Durante años, la consigna fue clara: las bombas son malas. Todas. Siempre. Bajo cualquier circunstancia. Un principio moral tan rotundo que cabía en una pancarta y en un tuit. Pero la realidad internacional, empeñada en ser compleja, ha obligado a matizar. Porque no es lo mismo una bomba “imperialista” que una bomba “defensiva”, una “intervención humanitaria” que una “operación especial”, ni un misil “de agresión” que uno “de resistencia”.
En el laboratorio ideológico donde antes se citaba a Karl Marx y a Noam Chomsky con fervor casi litúrgico, ahora se practica una gimnasia dialéctica digna de medalla olímpica.

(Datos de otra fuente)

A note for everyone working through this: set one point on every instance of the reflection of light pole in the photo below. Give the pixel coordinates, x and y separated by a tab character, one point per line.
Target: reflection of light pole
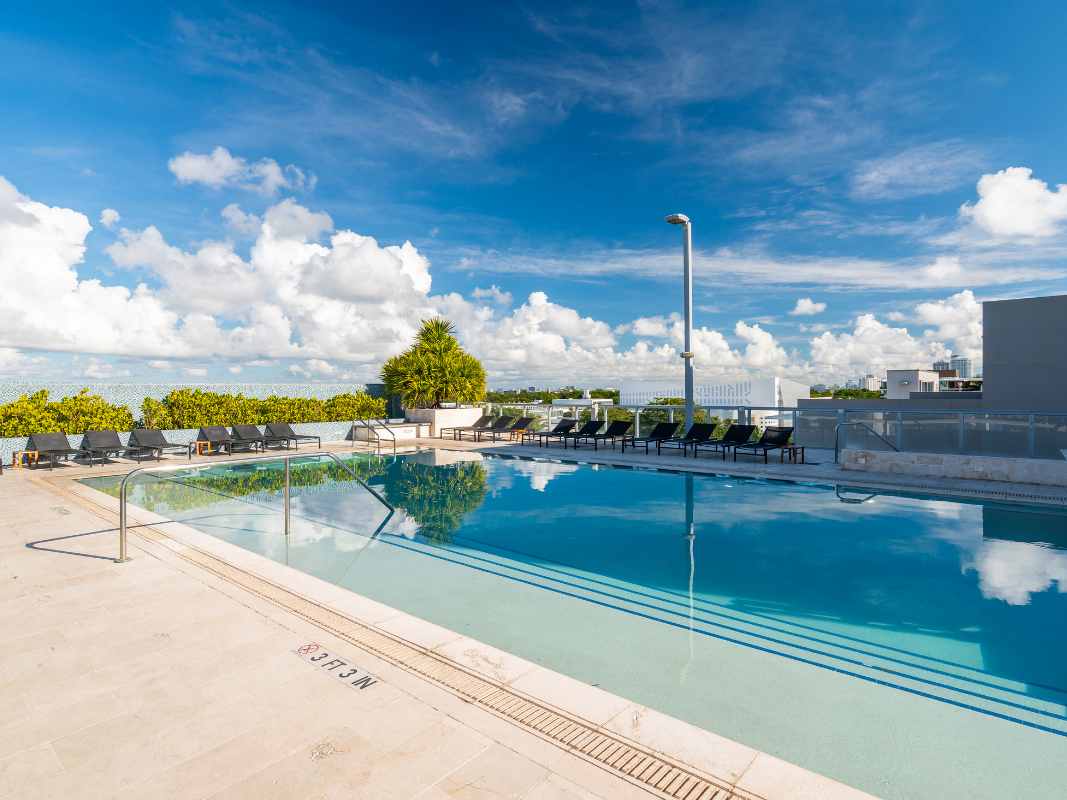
687	353
693	564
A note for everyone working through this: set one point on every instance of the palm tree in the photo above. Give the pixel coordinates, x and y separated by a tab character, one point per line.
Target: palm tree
434	370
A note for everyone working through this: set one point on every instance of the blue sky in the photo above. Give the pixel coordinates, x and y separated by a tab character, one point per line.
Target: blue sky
826	153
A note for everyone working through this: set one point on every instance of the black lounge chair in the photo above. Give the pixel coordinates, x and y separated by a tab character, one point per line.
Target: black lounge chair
521	428
615	431
154	441
54	445
773	438
588	429
251	432
500	424
282	430
562	428
699	432
218	436
736	434
662	432
483	421
102	443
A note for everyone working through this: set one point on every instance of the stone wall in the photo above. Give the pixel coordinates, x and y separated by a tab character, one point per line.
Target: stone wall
975	467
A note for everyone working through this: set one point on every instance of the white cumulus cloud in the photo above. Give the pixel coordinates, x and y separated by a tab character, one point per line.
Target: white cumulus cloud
220	170
807	307
108	218
1012	203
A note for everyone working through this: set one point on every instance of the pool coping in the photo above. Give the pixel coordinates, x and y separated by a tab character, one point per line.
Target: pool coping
649	749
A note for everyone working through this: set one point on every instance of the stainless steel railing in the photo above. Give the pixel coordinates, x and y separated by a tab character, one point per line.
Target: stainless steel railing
377	436
837	449
175	467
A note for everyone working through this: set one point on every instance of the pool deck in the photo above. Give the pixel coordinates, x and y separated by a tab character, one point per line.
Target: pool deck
175	675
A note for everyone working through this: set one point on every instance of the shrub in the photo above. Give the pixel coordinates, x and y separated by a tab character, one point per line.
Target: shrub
72	415
193	409
435	369
180	409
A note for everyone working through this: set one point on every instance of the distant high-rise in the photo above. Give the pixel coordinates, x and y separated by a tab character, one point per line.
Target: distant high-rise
960	364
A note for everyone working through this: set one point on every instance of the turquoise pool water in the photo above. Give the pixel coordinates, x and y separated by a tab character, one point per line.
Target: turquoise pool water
909	646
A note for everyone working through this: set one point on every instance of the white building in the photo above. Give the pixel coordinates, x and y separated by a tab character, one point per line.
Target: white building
900	383
777	392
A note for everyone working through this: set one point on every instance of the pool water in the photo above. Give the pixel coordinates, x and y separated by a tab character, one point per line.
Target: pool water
909	646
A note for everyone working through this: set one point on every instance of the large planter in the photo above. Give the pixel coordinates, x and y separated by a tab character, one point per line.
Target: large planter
440	418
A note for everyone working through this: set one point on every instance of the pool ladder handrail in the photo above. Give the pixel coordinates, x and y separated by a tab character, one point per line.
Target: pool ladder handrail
377	436
861	425
175	467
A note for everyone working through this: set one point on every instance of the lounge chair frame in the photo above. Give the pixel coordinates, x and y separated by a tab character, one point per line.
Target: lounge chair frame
562	428
659	433
616	431
736	434
773	438
284	430
699	432
51	444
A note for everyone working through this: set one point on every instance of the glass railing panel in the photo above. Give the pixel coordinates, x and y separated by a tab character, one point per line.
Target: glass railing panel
1003	435
1050	435
815	427
929	432
855	437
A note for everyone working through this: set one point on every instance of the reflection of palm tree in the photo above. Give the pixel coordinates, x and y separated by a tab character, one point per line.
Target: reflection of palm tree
439	497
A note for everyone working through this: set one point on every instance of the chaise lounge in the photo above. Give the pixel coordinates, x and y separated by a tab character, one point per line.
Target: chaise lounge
697	433
54	445
251	433
662	432
283	430
736	434
615	432
500	424
588	429
154	441
480	424
562	428
773	438
104	443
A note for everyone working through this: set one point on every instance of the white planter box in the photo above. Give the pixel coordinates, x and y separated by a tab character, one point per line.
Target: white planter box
440	418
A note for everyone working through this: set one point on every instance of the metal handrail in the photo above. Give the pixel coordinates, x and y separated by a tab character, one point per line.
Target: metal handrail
377	436
861	425
175	467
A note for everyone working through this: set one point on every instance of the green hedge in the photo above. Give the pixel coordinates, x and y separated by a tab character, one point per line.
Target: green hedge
192	409
180	409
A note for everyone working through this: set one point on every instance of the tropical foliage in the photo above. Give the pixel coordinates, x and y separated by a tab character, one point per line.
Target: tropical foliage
438	497
83	412
434	370
192	409
180	409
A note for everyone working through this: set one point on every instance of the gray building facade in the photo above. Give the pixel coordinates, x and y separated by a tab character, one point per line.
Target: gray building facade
1024	354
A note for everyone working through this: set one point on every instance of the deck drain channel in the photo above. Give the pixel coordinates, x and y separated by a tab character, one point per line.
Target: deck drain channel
620	756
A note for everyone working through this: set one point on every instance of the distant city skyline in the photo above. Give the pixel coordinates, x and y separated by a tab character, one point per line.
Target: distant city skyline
282	192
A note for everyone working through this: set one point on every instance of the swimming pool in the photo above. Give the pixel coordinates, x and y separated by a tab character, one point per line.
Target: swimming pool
909	646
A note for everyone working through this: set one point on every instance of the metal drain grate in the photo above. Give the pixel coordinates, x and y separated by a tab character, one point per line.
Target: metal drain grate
636	764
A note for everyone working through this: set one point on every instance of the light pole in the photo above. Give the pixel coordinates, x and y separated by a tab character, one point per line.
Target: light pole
687	353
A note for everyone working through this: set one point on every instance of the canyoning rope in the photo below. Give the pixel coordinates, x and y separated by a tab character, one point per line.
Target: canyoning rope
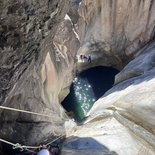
25	111
25	147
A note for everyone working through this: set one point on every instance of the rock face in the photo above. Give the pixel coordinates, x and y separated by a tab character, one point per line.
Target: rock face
122	121
38	48
113	31
34	63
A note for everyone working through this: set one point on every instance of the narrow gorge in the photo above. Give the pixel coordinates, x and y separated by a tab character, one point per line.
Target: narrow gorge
84	70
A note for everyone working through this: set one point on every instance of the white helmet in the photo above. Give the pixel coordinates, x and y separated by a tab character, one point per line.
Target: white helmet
44	152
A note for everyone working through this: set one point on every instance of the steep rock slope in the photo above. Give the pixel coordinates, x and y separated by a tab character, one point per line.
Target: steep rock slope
36	56
112	31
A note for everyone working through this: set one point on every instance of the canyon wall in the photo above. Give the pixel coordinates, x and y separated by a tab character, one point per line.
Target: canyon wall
37	50
39	42
112	31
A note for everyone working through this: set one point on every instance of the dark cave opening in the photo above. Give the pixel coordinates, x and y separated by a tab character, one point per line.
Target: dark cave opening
86	88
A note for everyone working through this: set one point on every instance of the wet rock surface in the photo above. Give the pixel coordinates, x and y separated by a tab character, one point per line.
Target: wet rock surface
39	41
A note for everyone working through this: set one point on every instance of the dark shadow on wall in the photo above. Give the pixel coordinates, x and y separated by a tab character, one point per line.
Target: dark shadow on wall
85	146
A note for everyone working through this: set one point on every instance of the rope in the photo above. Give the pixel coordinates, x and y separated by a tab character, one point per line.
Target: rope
24	147
24	111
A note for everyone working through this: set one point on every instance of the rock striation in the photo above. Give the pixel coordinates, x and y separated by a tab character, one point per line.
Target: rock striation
40	44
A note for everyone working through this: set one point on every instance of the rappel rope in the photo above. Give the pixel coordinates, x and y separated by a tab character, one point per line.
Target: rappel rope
24	111
24	147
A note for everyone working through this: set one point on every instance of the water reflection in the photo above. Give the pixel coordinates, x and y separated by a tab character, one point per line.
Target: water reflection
86	88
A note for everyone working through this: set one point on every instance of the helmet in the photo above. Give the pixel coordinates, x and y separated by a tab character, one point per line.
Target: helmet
43	152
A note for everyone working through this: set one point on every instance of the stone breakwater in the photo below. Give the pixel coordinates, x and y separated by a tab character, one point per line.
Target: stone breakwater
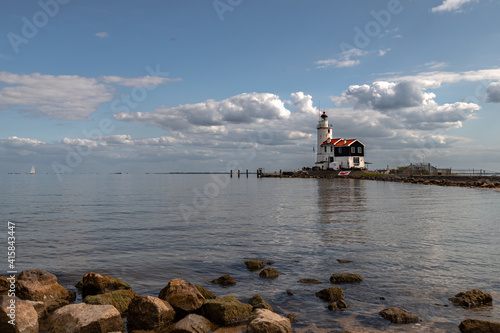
460	181
110	305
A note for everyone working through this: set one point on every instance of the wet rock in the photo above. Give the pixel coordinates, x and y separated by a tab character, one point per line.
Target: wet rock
206	293
310	281
149	313
225	281
93	284
255	265
192	323
257	302
78	318
269	273
345	278
182	295
332	294
399	316
479	326
342	261
22	312
39	285
226	311
265	321
120	299
472	299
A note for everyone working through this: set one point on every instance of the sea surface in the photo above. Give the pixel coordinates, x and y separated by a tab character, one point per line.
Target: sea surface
415	245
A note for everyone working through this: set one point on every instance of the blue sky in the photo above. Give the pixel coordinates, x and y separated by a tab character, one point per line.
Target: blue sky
158	86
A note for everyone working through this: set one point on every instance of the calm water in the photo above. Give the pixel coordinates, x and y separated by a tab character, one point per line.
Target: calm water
415	245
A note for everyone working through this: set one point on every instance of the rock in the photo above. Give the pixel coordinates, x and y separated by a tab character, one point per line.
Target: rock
337	305
255	265
226	311
192	323
332	294
22	312
182	295
39	285
399	316
80	318
206	293
120	299
472	299
265	321
258	303
342	261
310	281
93	284
345	278
4	285
478	326
225	281
269	273
149	313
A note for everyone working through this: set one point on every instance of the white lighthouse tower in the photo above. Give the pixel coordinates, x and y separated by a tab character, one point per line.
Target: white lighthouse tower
324	134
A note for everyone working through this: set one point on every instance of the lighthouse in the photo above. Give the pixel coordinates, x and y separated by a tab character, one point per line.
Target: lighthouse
324	134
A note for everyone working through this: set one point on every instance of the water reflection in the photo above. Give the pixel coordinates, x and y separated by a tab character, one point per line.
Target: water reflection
342	211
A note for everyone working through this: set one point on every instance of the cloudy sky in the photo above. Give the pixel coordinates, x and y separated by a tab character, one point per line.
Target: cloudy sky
203	85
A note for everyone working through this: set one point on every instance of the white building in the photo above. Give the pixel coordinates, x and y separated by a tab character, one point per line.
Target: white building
337	153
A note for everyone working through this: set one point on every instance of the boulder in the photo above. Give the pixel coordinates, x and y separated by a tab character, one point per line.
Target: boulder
120	299
478	326
149	313
269	273
265	321
399	316
225	281
94	284
255	265
257	302
206	293
345	278
182	295
39	285
472	299
310	281
22	312
192	323
332	294
86	318
337	305
226	311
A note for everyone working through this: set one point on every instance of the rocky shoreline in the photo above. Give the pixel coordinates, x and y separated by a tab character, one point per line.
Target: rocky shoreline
460	181
41	304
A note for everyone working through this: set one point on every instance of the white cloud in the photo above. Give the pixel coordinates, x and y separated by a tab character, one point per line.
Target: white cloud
69	97
451	6
493	92
102	34
344	59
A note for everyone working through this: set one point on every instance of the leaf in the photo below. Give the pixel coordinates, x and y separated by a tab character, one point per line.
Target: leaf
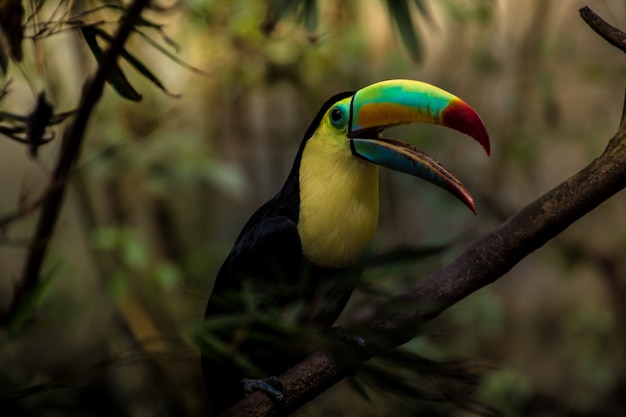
31	302
116	79
310	15
275	10
137	64
400	13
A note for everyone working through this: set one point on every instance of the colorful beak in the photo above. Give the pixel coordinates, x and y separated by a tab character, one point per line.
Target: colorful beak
398	102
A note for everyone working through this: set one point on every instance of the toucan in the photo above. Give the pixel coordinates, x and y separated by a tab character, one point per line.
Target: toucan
290	261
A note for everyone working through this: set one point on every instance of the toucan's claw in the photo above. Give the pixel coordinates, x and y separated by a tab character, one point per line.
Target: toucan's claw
270	386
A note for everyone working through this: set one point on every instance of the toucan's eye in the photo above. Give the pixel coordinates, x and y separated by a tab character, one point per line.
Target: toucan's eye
337	117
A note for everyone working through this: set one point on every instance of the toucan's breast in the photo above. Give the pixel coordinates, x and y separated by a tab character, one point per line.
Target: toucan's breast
338	201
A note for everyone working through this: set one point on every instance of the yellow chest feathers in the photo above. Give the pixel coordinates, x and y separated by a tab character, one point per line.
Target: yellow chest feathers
338	202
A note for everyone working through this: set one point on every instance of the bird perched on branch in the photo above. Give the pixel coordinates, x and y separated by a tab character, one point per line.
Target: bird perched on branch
290	267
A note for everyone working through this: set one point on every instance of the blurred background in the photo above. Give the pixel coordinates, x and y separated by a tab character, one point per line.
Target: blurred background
164	186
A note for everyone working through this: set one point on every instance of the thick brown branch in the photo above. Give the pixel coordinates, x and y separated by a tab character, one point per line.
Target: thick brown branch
611	34
486	260
70	150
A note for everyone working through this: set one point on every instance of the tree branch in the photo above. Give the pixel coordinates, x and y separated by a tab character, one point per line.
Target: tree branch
487	259
611	34
70	150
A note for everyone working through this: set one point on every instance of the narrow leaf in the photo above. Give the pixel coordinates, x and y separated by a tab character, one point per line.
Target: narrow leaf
310	15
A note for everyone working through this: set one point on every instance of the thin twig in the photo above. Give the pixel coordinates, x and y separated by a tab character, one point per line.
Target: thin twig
611	34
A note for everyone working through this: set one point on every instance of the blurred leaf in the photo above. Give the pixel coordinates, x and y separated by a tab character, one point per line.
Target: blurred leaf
167	275
168	53
356	385
400	14
310	15
31	302
275	10
506	389
116	79
421	6
137	64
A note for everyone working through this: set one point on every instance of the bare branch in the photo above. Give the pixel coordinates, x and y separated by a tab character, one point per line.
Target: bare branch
490	257
70	150
611	34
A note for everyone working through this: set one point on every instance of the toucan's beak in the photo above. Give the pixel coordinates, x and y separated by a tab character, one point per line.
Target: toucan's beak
397	102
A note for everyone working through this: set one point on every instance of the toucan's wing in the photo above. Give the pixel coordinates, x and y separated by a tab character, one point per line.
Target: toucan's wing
266	255
255	276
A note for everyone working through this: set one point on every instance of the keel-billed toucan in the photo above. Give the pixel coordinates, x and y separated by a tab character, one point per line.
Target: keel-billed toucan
292	256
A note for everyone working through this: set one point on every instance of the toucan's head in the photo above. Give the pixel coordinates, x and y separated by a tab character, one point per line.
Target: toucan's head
362	116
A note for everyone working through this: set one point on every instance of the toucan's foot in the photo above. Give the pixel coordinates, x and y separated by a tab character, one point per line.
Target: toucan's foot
271	386
342	333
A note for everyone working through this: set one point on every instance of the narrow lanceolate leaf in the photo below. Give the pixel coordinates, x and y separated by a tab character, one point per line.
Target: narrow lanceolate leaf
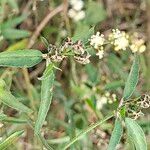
5	118
116	135
132	79
135	134
10	140
8	99
46	97
20	58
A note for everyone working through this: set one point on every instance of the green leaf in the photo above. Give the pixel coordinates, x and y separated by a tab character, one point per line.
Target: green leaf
12	34
20	58
22	44
10	140
114	85
95	13
81	134
135	134
8	99
132	79
93	74
5	118
116	135
46	97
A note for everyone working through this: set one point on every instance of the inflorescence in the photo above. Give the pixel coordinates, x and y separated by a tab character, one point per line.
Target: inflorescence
117	40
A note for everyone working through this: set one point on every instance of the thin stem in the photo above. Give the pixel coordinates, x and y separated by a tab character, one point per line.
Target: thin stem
86	131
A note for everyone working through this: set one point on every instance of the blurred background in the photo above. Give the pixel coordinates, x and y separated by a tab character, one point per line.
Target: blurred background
83	94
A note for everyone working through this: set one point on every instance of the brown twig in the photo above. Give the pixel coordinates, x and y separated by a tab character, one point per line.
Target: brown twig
43	24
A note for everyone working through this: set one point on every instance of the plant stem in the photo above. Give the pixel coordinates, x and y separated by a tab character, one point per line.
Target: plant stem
86	131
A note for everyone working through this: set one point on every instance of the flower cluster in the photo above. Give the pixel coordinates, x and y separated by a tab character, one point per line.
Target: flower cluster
97	41
69	48
120	40
137	43
76	11
134	108
106	98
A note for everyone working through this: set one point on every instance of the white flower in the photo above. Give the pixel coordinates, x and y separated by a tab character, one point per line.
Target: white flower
77	4
119	39
97	40
79	16
100	54
102	101
137	44
76	15
71	13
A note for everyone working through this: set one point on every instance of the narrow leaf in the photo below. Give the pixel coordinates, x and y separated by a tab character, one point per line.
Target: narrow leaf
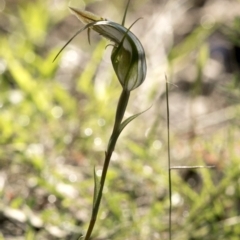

Si la bomba la lanza Occidente, es barbarie. Si la lanza el adversario de Occidente, es contexto. Si la lanza un aliado incómodo, es geoestrategia. Y si la lanza un enemigo del enemigo, es resistencia popular con efectos secundarios.
Los comunicados oficiales se han sofisticado. Donde antes había condenas rotundas, ahora hay condenas “matizadas”. Donde antes se hablaba de “crímenes de guerra”, ahora se prefiere el más elástico “escalada preocupante”. El diccionario moral ha incorporado cláusulas, notas al pie y excepciones cuidadosamente calibradas.
En los platós de televisión, el debate ya no gira en torno a si está bien o mal bombardear, sino a si el bombardeo es estructuralmente comprensible. Porque, como todo el mundo sabe, una explosión con raíces históricas suena menos fuerte.
La izquierda que marchaba unida bajo el “No a la guerra” ha descubierto que el eslogan necesita asterisco. No a la guerra (salvo que la guerra la esté librando alguien cuya causa consideramos legítima). La pancarta, por desgracia, no tenía espacio para tanta precisión.
Mientras tanto, las víctimas siguen teniendo la mala costumbre de no preguntar por la filiación ideológica del artefacto antes de sufrir sus consecuencias. Una bomba, al parecer, no distingue entre discursos, pero los discursos sí distinguen entre bombas.
Quizá el verdadero hallazgo no sea que las bombas no gustan, sino que la coherencia, como la pólvora, es un recurso limitado. Y en política internacional, a veces, parece racionarse con más celo que los principios.
Porque al final, lo que molesta no siempre es la explosión. A veces, lo verdaderamente insoportable es quién sostiene el mando a distancia.